Loss also implies what this physical damage will mean in terms of economic loss which includes losses due to downgrading a product or discounting in anticipation of physical losses. For example, cassava can be processed into low quality cassava chips to avoid fresh cassava spoiling, but a significant amount of value is lost. Similarly, 2-day-old cassava is often sold at 50% discount in anticipation of post-harvest physiological deterioration, i.e. consumers know that it will deteriorate in 3–4 days.
This journey, from field to plate, is referred to as a 'value chain', meaning the chain of activities that operators in a specific industry perform in order to deliver a valuable product to the market.
Enter NRI’s two projects featured in the Guardian article, meeting postharvest problems head on, notably tackling interventions along the value chain:
First is C:AVA (Cassava Adding Value for Africa), an initiative supported by the Bill and Melinda Gates Foundation, which seeks to develop value chains for high-quality cassava flour (HQCF) in Ghana, Malawi, Nigeria, Tanzania, and Uganda. As the article states, “Cassava is a staple crop in Africa, but has a short shelf life after harvesting.

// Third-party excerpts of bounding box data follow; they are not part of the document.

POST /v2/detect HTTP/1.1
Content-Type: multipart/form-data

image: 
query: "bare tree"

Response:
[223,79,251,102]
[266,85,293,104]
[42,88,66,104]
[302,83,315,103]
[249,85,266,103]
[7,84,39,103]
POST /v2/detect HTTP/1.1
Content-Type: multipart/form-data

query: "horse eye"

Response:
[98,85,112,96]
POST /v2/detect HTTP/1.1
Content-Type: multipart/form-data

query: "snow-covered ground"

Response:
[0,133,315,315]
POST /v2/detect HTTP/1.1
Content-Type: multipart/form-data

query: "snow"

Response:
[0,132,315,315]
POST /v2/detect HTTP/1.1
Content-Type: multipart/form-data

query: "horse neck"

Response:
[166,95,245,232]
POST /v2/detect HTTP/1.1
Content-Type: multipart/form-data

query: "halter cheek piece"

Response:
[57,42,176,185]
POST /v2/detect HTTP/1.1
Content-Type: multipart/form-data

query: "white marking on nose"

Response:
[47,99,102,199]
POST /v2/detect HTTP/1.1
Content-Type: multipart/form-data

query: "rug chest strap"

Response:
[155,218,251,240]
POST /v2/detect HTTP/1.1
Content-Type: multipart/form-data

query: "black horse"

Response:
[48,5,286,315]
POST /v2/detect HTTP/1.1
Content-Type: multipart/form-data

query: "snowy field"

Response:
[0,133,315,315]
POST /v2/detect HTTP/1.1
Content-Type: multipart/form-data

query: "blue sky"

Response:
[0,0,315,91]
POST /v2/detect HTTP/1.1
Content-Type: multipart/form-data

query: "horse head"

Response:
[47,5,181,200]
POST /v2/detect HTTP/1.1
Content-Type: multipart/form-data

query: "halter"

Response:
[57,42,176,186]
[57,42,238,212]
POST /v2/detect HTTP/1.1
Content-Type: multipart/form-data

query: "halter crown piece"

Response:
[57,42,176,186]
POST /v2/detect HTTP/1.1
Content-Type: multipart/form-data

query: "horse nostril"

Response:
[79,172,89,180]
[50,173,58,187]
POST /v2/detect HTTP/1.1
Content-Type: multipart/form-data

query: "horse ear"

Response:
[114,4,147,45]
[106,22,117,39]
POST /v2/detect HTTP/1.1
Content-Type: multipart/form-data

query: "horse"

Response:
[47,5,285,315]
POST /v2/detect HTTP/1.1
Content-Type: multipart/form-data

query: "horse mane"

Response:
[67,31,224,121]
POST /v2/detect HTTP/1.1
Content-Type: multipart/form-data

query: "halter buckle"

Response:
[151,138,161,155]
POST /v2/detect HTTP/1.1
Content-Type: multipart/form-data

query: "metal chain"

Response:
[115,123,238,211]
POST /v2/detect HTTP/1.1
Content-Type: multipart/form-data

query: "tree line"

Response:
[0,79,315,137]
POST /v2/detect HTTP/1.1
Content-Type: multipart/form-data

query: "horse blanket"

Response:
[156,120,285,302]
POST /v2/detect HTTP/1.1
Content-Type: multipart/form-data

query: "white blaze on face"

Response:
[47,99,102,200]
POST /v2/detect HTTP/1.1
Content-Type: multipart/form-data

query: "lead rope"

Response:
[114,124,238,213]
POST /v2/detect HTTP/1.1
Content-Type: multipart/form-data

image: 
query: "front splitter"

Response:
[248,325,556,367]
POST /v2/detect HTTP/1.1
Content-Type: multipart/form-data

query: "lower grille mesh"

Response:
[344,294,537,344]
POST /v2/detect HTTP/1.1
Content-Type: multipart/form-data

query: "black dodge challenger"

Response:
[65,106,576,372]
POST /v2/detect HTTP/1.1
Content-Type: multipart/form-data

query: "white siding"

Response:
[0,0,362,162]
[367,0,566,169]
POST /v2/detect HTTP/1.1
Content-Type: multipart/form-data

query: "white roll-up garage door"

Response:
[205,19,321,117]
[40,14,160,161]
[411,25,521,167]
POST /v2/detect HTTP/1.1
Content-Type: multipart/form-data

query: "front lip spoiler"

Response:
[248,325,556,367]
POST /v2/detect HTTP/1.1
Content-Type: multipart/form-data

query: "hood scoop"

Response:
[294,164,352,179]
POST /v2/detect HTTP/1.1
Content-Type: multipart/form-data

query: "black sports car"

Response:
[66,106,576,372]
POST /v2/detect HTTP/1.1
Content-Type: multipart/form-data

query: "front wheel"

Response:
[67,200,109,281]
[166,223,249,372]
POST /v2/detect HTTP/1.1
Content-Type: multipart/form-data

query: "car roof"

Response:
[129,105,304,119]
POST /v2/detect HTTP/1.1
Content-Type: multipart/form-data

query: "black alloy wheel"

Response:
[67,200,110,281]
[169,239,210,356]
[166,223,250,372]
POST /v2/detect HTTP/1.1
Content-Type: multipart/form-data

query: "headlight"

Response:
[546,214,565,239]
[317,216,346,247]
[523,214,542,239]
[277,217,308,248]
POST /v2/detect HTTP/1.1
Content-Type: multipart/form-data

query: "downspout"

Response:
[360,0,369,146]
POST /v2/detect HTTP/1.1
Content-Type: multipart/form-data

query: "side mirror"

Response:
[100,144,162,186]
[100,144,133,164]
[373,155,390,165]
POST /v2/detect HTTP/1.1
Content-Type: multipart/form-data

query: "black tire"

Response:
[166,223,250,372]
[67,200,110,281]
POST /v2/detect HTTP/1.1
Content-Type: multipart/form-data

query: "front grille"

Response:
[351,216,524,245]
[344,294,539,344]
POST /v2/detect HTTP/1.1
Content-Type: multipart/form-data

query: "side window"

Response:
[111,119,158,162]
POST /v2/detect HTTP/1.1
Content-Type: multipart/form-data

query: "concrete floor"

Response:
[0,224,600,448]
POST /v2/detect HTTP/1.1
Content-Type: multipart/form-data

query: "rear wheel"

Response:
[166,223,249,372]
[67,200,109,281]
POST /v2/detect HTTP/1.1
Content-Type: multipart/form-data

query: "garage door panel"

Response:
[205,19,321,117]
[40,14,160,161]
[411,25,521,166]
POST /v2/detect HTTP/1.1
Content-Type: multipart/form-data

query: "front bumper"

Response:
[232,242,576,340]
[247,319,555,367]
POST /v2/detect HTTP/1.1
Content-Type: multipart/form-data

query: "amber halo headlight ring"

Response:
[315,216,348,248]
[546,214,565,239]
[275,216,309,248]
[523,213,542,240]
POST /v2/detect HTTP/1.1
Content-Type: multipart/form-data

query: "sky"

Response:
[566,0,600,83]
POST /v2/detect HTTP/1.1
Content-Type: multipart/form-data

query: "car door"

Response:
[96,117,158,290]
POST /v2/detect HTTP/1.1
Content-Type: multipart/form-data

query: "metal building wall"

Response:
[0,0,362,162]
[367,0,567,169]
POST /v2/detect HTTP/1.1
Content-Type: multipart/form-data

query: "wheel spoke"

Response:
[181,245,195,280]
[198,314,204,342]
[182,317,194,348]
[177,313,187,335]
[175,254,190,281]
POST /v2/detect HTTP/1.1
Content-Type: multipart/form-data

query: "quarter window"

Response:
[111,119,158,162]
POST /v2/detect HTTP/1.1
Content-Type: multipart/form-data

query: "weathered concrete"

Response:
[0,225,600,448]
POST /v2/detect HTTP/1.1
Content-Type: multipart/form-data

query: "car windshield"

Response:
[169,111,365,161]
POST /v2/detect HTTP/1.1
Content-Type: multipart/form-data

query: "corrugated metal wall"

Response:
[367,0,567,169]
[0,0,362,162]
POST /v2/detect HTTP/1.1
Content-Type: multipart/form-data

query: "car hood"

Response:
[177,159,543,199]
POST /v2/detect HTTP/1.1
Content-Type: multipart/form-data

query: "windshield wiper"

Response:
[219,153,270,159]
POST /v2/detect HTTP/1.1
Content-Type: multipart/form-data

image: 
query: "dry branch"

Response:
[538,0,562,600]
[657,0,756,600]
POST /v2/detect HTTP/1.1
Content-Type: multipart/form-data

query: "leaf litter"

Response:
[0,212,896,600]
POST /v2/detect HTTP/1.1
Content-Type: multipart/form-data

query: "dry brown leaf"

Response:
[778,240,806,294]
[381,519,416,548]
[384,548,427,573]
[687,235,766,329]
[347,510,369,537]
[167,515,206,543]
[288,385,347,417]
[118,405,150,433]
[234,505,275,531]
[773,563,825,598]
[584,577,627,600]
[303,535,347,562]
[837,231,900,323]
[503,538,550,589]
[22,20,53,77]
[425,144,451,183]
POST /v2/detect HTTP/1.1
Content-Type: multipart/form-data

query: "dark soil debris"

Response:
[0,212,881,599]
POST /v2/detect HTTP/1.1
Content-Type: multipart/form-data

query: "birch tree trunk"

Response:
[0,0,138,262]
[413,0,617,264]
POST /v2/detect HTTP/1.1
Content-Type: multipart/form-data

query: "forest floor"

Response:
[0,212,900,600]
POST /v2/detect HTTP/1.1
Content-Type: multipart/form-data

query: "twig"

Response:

One way of reducing losses is to process it quickly into HQCF...[The project] has trained farmers to grow different cassava varieties, and introduced graters and presses for on-farm pre-processing of raw cassava roots into wet cakes with a longer shelf life.” More on the C:AVA website.
Next is NRI’s intervention modelling tool, which could be described as a 'nifty app' for loss reduction decision making, and aims to answer the question “Which interventions at which locations will be most effective given the resources available?” As Rick Hodges, visiting professor of grain post-harvest management at NRI explained to the Guardian, “It’s intended as an imaginative way of getting people to think about key factors affecting investment in loss-reduction projects...It doesn’t make decisions for the user, but shows how three important factors – efficiency, adoption rate and investment – interact.” Check out more info on the app here.
This selection of NRI's projects seeks to rescue crops that would otherwise be counted amongst postharvest losses – of paramount importance for a more food-secure future.
NRI’s work on post-harvest losses is brought together in the recently launched Postharvest loss reduction centre.